The Godhead speaks from all eternity. Jesus Christ is the eternal Word of God (John 1). This is the truth with which any confessional Lutheran account of Sacred Scripture must begin, just as the Book of Concord and the Augustana begin with this affirmation in the ecumenical creeds.1 The Word of God is not something created but rather is eternal. In that God is eternal and unchanging (Nm 23:19; Mal 3:6; Heb 13:8), in all eternity He is never a speechless or inactive God (Deus mutus, Deus otiosus). From all eternity the Father speaks forth a linguistic image of Himself in the person of His Son (Jn 1:1–3; Heb 1:3; Col 1:15). Though the Father is the source of divinity (fons totius divinitas), He nevertheless knows and addresses Himself from all eternity in the person of His Son (Mt 11:27; Lk 10:22).

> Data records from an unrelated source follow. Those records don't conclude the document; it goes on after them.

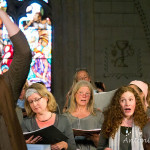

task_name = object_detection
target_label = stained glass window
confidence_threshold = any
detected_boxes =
[0,0,52,90]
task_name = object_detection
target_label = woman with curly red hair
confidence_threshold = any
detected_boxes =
[98,86,148,150]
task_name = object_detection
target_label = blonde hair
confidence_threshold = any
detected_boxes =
[67,80,95,115]
[25,83,57,117]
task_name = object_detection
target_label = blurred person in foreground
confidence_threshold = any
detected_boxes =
[98,86,148,150]
[22,83,76,150]
[0,9,31,150]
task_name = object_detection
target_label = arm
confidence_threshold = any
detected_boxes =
[57,115,76,150]
[0,9,31,101]
[0,9,19,37]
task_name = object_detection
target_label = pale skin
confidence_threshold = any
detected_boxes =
[26,93,68,150]
[71,86,99,146]
[104,91,136,150]
[77,71,90,82]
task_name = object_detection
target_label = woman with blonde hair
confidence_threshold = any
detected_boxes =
[63,68,96,112]
[98,86,148,150]
[22,83,76,150]
[64,80,103,150]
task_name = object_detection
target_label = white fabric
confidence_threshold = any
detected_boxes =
[25,89,38,98]
[109,125,144,150]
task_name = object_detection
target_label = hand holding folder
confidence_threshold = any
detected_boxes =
[23,125,68,144]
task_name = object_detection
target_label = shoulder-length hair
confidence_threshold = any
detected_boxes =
[68,80,95,115]
[25,83,57,117]
[102,86,148,138]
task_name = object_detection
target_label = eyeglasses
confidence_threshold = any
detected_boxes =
[28,97,42,104]
[77,92,91,97]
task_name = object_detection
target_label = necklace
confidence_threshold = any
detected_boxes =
[36,113,53,122]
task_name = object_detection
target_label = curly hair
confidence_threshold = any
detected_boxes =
[102,86,148,138]
[25,83,57,117]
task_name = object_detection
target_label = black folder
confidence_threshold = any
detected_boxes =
[23,125,68,144]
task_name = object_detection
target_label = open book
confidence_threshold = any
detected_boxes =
[73,128,101,136]
[27,144,51,150]
[23,125,68,144]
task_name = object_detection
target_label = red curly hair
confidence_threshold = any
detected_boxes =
[102,86,148,138]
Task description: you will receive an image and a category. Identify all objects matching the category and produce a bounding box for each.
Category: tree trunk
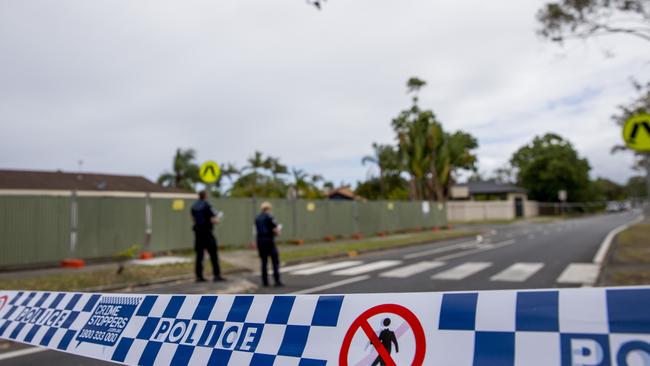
[409,174,417,201]
[429,156,445,202]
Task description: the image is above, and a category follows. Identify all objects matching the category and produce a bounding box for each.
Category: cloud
[0,0,648,187]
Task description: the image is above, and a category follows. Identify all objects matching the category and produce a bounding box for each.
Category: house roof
[327,187,358,200]
[458,181,527,194]
[0,170,188,193]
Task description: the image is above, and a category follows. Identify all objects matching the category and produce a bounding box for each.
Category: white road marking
[490,263,544,282]
[280,261,325,273]
[557,263,600,285]
[332,260,402,276]
[379,261,445,278]
[291,261,363,276]
[431,262,492,280]
[404,240,476,259]
[436,239,516,261]
[294,275,370,295]
[0,347,49,361]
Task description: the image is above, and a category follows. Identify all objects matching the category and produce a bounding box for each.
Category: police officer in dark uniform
[192,191,224,282]
[255,202,283,287]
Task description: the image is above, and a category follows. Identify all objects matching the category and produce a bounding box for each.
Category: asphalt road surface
[0,212,638,365]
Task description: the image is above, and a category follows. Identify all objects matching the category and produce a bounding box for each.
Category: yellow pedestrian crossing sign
[199,161,221,184]
[623,113,650,152]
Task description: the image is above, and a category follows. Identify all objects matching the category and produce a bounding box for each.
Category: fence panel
[147,198,194,252]
[75,197,145,258]
[0,196,70,266]
[0,194,447,267]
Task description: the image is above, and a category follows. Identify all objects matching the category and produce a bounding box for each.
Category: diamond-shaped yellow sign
[623,113,650,152]
[199,161,221,184]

1. See Concordia Triglotta: The Symbolical Books of the Evangelical Lutheran Church, German-Latin-English, trans. and ed. F. Bente, W. H. T. Dau, and The Lutheran Church— Missouri Synod (St. Louis: Concordia Publishing House, 1921), 31–35 (hereafter cited as Bente). Unaltered Augsburg Confession I (hereafter cited as CA; Bente, 42–43).

From Jack D. Kilcrease, Holy Scripture, Confessional Lutheran Dogmatics, Gifford A. Grobien, ed. (Fort Wayne, IN: The Luther Academy, 2020), 1-2.